If I got kidnapped I’d continuously sing Pitbull songs until they kill me, I’d die but at least they’d suffer too.
this kangaroo looks like it smells like AXE body spray
im not pinning my selfies. forage for me like a little rat
computer: choose new password
math teacher: algebra
computer: password must contain numbers
math teacher: algebraXY
V-Day Single: “I am missing out on so much joy.”
V-Day, Dating: *stresses out over finding the perfect gift*
V-Day Married: “We should probably, like, go out or something.”
V-Day Married w/ Kids: “You need how many valentines? For people who can’t even read yet? By when?”
BUILDING INSPECTOR: Well, you say you’ve kept everything up to code, but I’ve been speaking with your 4 year old and he informed me the floor is actually lava, which—I don’t need to tell you—is a pretty serious safety violation.
Welcome to middle age. You now do sock, shoe, sock, shoe to be more efficient when bending over.

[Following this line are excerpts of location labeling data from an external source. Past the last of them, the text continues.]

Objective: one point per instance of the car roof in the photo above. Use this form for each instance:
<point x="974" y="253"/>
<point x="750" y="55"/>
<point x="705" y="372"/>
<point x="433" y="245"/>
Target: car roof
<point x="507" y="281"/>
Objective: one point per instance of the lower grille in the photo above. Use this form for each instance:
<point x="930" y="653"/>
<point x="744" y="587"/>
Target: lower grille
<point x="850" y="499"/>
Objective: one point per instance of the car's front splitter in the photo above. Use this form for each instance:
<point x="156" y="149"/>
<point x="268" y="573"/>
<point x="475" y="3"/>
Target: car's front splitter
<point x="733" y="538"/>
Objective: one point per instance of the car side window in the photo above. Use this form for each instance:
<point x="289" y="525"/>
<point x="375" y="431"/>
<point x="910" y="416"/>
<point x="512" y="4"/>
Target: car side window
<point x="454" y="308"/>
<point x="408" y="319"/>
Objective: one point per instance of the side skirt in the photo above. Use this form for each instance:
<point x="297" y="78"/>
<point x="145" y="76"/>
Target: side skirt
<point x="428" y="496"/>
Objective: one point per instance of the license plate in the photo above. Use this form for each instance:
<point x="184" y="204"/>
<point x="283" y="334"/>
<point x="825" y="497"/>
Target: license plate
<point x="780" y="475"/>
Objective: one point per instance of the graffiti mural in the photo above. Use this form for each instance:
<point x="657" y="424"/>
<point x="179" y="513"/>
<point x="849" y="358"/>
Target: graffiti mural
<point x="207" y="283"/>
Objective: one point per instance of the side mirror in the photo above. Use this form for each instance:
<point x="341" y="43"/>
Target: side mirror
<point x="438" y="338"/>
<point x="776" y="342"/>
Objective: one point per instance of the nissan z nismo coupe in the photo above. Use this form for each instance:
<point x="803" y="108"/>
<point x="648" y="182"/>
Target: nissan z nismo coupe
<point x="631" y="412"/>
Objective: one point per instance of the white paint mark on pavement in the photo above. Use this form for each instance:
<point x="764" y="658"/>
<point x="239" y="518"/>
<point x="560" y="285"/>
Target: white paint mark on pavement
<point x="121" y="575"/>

I didn’t believe in miracles until I folded the laundry this morning and all the socks had a match.
You have one fire drill in the middle of the night and they never let you hear the end of it.
*sells my soul*
Devil: I want a refund
[runs thru the funeral chasing a bagpipe player]
“Stop hurting that octopus!”
His arrival was foretold in the ancient murals.
life hack: DO NOT TRY TO CUT CHERRY TOMATOES IN HALF WITH YOUR FOOD SCISSORS
[makes a voodoo doll of my dad]
[does basic stretches on it every night so he keeps his flexibility well into his 60s]
i work in the toll booth and i listen to smooth operator and i sing along but i say booth operator
My daughter has been rewatching Moana repeatedly, and there is a rooster named HeiHei.
I told my wife, “did you know Moana originally had 3 chicken characters? Besides HeiHei they also had YuYu and I-Don’t-Like-Your-Girlfriend….”
I just let a raccoon loose in my kitchen just so I’d have something to do tomorrow.
Why is it when someone asks if you’ve lost weight you immediately feel like eating a dozen donuts to celebrate.
My daughter got a sticker from her teacher that said ‘resilient tortoise.’
I’ve sent her in with one to give in return, ‘patronizing hippo.’
“Go ahead caller”
Why radio DJ’s should never work a suicide hotline…
*Feels the cool breeze caressing my skin*
Cool breeze: I have a girlfriend
The way I see it, you have 2 choices: you can go with the grain, you can go against the grain, or you can go across the grain. 3. You have 3 (three) choices.
Mob Boss: Did you check the money for marks?
Me: Why would I, we’ve never had a president named Mark
Mob Boss: …
Me: *getting nervous* H-have we?
I start conversations with my children by saying “Listen to me,” to ensure they stop paying attention from the beginning.